Esse tipo de coisa torna difícil saber o que é pior quando dois sistemas de irracionalidade se encontram: se ochoque, que pode levar a guerras religiosas, ou se a assimiliação e o reforço mútuo, que desemboca me coisas como pastores matando criancinhas na Nigéria ou ao papel de prelados católicos nos masacres de Ruanda.

Interpretando a Bíblia

Olha que fofura: bispos católicos preocupados com interpretações literais da Bíblia. Isso é uma coisa que sempre me pareceu meio engraçada; digo, quando Jesus faz, no que para qualquer leitor um pouco mais ajuizado parece uma metáfora, comparando o pão à sua carne, a Igreja Católica vem e diz que não, ele estava falando ao pé da letra e instituindo um importante ritual de canibalismo.

Já quando, no Velho Testamento, o nosso amigo IHWH, o pai do homem, aparece, em pessoa, mandando rei Saul cometer genocídio contra os amalecitas, isso tem de ser entendido no contexto da época, requer interpretação, pô, peraí, não é bem assim.

Elaborando um pouco o post de ontem…

A impressão é a de que pessoas são capazes de fazer sacrifícios, mas as instituições que as pessoas criam, não.

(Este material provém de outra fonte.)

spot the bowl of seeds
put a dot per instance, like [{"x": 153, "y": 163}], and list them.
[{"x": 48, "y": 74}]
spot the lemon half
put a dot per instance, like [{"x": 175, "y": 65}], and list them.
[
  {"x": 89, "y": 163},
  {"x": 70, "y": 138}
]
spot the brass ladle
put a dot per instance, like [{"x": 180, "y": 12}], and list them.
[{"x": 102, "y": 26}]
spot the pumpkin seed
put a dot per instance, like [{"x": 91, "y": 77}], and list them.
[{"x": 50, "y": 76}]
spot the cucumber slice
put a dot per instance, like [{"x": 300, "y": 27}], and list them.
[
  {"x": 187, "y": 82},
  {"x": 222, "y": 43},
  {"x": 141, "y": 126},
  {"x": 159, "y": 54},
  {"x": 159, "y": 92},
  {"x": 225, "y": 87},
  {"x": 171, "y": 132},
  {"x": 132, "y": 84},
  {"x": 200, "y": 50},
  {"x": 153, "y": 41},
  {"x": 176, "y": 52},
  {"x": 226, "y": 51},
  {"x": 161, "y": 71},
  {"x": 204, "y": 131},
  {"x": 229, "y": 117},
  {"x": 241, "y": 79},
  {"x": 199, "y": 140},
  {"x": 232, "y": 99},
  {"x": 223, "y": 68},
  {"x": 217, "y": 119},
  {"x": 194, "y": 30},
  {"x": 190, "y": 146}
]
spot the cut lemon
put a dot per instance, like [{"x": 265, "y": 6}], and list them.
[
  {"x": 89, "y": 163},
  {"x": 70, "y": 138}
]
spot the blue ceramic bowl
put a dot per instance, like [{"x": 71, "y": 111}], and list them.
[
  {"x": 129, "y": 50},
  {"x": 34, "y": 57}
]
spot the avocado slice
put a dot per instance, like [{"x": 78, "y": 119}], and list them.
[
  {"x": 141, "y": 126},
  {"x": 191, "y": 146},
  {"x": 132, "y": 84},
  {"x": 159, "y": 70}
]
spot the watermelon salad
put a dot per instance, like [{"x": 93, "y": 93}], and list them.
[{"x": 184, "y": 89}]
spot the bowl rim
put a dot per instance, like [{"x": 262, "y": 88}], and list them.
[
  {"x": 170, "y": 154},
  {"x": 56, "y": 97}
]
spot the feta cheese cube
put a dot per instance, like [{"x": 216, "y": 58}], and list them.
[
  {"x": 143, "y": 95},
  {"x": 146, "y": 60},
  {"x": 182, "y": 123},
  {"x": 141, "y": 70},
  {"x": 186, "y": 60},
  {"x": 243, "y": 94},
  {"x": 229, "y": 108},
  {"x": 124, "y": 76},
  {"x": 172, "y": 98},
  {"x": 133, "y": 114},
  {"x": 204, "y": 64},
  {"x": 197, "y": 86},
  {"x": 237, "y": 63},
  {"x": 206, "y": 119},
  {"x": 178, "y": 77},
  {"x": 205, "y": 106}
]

Um exemplo óbvio que me ocorre é o do comportamento de diversos católicos durante a 2ª Guerra Mundial, que correram riscos para salvar vítimas do nazismo, em oposição à atitude, abjetamente invertebrada, da Igreja.

Mas essa dicotomia não é só católicos/catolicismo. Ela aparece em diversos contextos e em diversos lugares: indivíduos morrem para não trair seus princípios. Instituições – igrejas, Estados, empresas, fundações, partidos, etc. – criadas para defender princípios preferem vê-los morrer a deixar de existir.

Suponho que haja uma razão darwiniana para isso. Digo, ums instituição disposta a dar a “vida” por uma causa cedo ou tarde acaba dando mesmo, enquanto outra, disposta a fazer tudo para continuar existindo, continua existindo.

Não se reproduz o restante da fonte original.